Para responder a esta interrogante debemos saber qué dice la Biblia, dado que en ella se encuentra la voluntad de Dios: «En el principio ya existía la Palabra; y aquel que es la Palabra estaba con Dios y era Dios... Aquel que es la Palabra se hizo hombre y vivió entre nosotros. Y hemos visto su gloria, la gloria que recibió del Padre, por ser su Hijo único, abundante en amor y verdad» (Juan 1:1, 14, versión Dios habla hoy). En la Tierra, Jesús de Nazaret era la Palabra hecha carne: la expresión total de la voluntad de Dios manifestada en forma humana. Leamos algunas de sus declaraciones: «...Mi comida es que haga la voluntad del que me envió, y que acabe su obra» (Juan 4:34). «...El que cree en mí, no cree en mí, sino en el que me envió; y el que me ve, ve al que me envió» (Juan 12:44– 445). «...Yo soy el camino, y la verdad, y la vida; nadie viene al Padre, sino por mí. Si me conocieseis, también a mi Padre conoceríais... El que me ha visto a mí, ha visto al Padre...» (Juan 14:6–9). Si usted quiere ver a Dios, mire a Jesús.
Si desea escuchar al Todopoderoso,
escuche a Jesús. Si anhela conocer la voluntad del Altísimo, estudie el ministerio de Jesús. Jesús es el Hijo de Dios, el heredero de todo, el resplandor de Su gloria, y la imagen misma del Señor. ¡Jesús es la imagen del Dios omnipotente! (Hebreos 1:1–3). Cristo actuó como una extensión de Su Padre celestial, pues cada obra que hizo en la Tierra y cada palabra que salió de Su boca, provino del Altísimo.
Sin lugar a dudas, Jesús vino a cumplir
la voluntad del Padre. En Juan 10:10, leemos una de Sus afirmaciones: «...yo he venido para que tengan vida, y para que la tengan en abundancia». El deseo del Señor es que los creyentes tengan una vida próspera. En Lucas 4, Jesús explicó con claridad, cómo nos daría ese tipo de vida.

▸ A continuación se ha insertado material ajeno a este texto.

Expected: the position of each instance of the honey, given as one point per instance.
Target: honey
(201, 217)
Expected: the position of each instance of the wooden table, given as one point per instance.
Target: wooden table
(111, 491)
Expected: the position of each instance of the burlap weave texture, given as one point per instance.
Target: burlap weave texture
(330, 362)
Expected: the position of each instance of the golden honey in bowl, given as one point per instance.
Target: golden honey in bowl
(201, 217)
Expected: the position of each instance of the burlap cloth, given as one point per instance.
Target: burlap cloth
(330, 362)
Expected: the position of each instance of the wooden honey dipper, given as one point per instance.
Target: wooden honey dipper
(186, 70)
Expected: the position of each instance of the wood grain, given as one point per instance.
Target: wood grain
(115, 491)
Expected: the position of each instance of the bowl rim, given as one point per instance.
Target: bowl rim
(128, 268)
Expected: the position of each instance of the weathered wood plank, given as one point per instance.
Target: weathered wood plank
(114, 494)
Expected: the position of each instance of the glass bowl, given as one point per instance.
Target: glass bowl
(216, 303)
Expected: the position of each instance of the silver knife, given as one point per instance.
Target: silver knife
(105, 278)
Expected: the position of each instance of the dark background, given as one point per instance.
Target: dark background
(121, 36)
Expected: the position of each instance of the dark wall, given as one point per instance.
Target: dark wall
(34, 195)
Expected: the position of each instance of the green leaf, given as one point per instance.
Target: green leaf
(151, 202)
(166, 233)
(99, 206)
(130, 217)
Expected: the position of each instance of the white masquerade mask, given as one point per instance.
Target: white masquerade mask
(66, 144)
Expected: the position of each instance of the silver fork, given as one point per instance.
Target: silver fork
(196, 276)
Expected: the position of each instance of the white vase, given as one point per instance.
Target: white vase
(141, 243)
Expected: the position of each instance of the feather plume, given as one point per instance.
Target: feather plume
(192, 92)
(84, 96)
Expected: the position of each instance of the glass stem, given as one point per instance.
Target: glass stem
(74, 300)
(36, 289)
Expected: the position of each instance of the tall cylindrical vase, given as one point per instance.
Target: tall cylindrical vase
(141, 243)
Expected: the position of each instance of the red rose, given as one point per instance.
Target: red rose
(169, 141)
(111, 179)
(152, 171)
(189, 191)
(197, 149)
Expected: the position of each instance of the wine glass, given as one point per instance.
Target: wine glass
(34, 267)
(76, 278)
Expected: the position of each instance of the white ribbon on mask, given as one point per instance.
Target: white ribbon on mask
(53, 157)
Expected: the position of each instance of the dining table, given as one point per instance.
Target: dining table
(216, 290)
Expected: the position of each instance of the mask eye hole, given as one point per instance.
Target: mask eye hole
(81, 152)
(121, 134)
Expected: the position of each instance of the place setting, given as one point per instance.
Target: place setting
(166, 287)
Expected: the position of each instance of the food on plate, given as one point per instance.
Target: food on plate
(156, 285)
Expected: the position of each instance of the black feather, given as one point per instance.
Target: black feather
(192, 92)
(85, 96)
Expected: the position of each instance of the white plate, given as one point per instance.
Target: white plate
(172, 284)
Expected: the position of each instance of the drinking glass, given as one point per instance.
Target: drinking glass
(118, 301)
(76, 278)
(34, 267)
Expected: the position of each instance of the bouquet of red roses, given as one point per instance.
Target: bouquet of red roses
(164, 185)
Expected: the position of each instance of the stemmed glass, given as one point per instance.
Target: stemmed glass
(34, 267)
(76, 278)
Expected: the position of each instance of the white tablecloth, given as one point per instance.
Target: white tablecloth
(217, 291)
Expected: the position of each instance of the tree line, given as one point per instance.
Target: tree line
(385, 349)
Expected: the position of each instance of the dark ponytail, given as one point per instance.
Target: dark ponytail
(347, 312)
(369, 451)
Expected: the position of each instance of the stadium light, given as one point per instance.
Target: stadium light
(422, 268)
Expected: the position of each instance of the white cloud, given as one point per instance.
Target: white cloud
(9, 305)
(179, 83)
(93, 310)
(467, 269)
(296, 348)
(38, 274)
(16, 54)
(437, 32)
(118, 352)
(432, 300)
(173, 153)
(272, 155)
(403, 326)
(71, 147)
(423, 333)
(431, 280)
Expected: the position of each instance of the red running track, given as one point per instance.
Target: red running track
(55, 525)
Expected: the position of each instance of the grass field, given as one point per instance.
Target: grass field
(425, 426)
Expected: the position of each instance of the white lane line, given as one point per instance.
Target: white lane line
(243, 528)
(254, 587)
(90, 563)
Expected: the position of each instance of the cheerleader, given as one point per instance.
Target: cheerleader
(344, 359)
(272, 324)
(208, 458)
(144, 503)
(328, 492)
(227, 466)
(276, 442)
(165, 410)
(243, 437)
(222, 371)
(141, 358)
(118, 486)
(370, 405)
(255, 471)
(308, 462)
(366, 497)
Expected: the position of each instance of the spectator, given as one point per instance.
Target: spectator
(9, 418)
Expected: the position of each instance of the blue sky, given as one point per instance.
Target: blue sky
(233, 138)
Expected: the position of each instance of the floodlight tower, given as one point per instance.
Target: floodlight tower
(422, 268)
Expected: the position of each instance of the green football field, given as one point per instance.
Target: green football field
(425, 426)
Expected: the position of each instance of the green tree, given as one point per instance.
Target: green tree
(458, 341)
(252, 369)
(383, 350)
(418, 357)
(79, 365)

Vino a Nazaret, donde se había criado;
y en el día de reposo entró en la sinagoga, conforme a su costumbre, y se levantó a leer. Y se le dio el libro del profeta Isaías; y habiendo abierto el libro, halló el lugar donde estaba escrito: El Espíritu del Señor está sobre mí, por cuanto me ha ungido para dar buenas nuevas a los pobres; me ha enviado a sanar a los quebrantados de corazón; a pregonar libertad a los cautivos, y vista a los ciegos; a poner en libertad a los oprimidos; a predicar el año agradable del Señor. —Lucas 4:16–19 Cuando Cristo terminó de leer, cerró el libro, se sentó y dijo: «...Hoy se ha cumplido esta Escritura delante de vosotros» (Lucas 4:21). Desde ese momento, Jesús se dedicó a cumplir lo que les había leído: predicó el evangelio, sanó a los enfermos, le dio vista a los ciegos, y trajo libertad a los cautivos. Enseñaba en las sinagogas de Galilea, y la gente se maravillaba: «Y se admiraban de su doctrina, porque su palabra era con autoridad» (Lucas 4:32). Cada palabra que salía de Su boca, traía liberación y sanidad. Cristo nunca les negó la sanidad a quienes se acercaron a él en fe. Jamás expresó: “No puedo sanarle, Dios quiere que usted permanezca enfermo por más tiempo”. Al contrario, siempre respondió ante la fe de las personas.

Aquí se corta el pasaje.